Le serie dove appaiono i lobbisti ci hanno portato a pensare che questo lavoro debba essere sempre esercitato giocando il ruolo della controparte. Il Congresso sta varando una legge e un lobbista, vestito di tutto punto, cerca disperatamente di avere un appuntamento con un politico per fare in modo che quella legge non passi, oppure che siano inseriti dei correttivi sostanziali. Altra scena: in una sala riunioni con vista su Capitol Hill, il suo cliente lo minaccia di togliergli il milionario budget e, cosa ancora più temibile, di fargli fare una figuraccia con i soci anziani dello studio. Situazione che avrà come conseguenza l’apocalittico ritorno del lobbista nella sua sfigatissima cittadina di origine, dove lo aspetta il negozio di ricambi auto del padre e il definitivo abbandono della, a conti fatti, deprimente, ma ambitissima vita nella capitale del potere mondiale.

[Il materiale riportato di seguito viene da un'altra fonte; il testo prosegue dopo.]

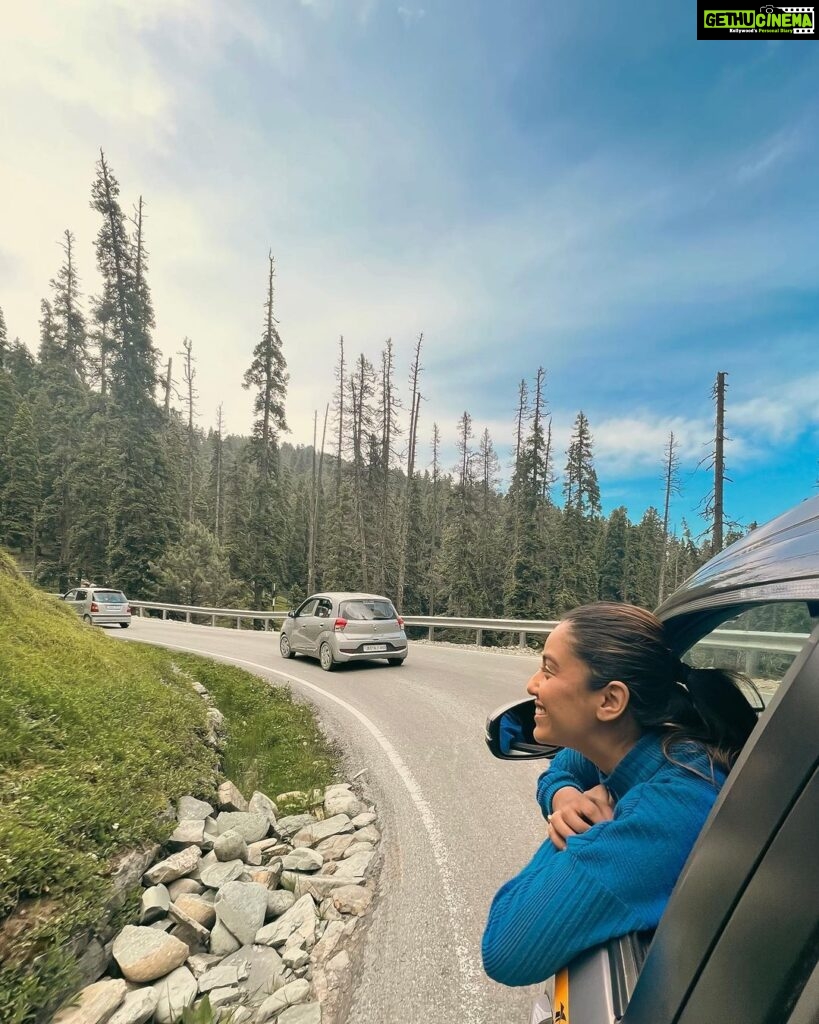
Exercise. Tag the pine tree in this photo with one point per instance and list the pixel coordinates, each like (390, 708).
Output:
(22, 497)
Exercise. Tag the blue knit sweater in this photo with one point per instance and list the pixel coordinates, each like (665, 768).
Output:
(614, 879)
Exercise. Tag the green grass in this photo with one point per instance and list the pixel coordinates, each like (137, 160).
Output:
(96, 737)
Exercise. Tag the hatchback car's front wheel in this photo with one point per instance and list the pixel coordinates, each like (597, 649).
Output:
(326, 657)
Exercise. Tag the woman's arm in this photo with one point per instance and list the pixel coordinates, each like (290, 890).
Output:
(568, 768)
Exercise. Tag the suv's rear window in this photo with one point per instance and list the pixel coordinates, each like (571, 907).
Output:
(364, 609)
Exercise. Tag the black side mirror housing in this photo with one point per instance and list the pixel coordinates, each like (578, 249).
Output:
(510, 733)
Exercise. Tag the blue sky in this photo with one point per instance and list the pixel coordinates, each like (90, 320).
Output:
(526, 183)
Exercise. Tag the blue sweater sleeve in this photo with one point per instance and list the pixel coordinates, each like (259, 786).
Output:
(567, 768)
(614, 879)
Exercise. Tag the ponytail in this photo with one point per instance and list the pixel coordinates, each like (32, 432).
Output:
(705, 707)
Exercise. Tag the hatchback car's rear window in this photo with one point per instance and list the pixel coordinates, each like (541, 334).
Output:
(364, 609)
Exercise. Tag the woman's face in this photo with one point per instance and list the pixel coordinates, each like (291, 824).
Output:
(565, 709)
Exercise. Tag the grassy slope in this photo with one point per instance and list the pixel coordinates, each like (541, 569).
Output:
(95, 738)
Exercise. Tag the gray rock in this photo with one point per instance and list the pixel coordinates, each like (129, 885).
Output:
(290, 994)
(221, 976)
(242, 908)
(278, 901)
(177, 865)
(192, 933)
(200, 963)
(173, 994)
(156, 900)
(198, 908)
(368, 835)
(335, 847)
(229, 799)
(144, 953)
(313, 834)
(352, 899)
(223, 996)
(180, 886)
(252, 827)
(301, 919)
(321, 886)
(342, 803)
(260, 804)
(96, 1003)
(230, 846)
(302, 859)
(355, 865)
(222, 942)
(190, 808)
(289, 825)
(139, 1006)
(218, 875)
(265, 971)
(187, 833)
(303, 1013)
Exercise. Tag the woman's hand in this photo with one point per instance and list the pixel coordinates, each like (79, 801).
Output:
(574, 812)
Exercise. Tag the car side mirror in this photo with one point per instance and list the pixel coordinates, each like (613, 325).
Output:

Visto sotto questa luce, questo mestiere sembra una gara di resistenza in una giungla urbana. Non lo è. È invece un lavoro dove bisogna studiare e prepararsi per fare proposte sensate al legislatore.
In altre parole, il lobbista non è necessariamente una controparte del legislatore, ma il suo obiettivo è aiutarlo a scrivere una legge migliore, che prenda in considerazione il contesto nel quale si inserisce e l’impatto che può generare sull’economia e la società.
Ne abbiamo parlato con Thaima Samman del Cabinet Samman di Parigi per la nostra video rubrica Lobby Non Olet. “Avere una competenza legale è, a mio avviso, un elemento di grande rilievo perché permette a me e alla mia squadra non solo di promuovere gli interessi che rappresento, ma anche di capire il margine di manovra. Partecipare alle trattative mi consente di individuare la strada migliore per proseguire il miglior compromesso possibile, con una prospettiva più allargata rispetto ai dettagli in discussione in quel momento” ha spiegato Thaima Samman.
Quando nei corsi di management si dice win-win, si intende esattamente questo: vantaggioso per tutti. Non sempre il singolo risultato lo è. C’è sempre una categoria, un settore industriale o una singola azienda che “perde”. Ma, nel suo complesso, il sistema è vincente, perché il “perdente” avrà sempre la possibilità di far ascoltare la sua voce, in quanto il sistema democratico è strutturalmente aperto per accoglierla.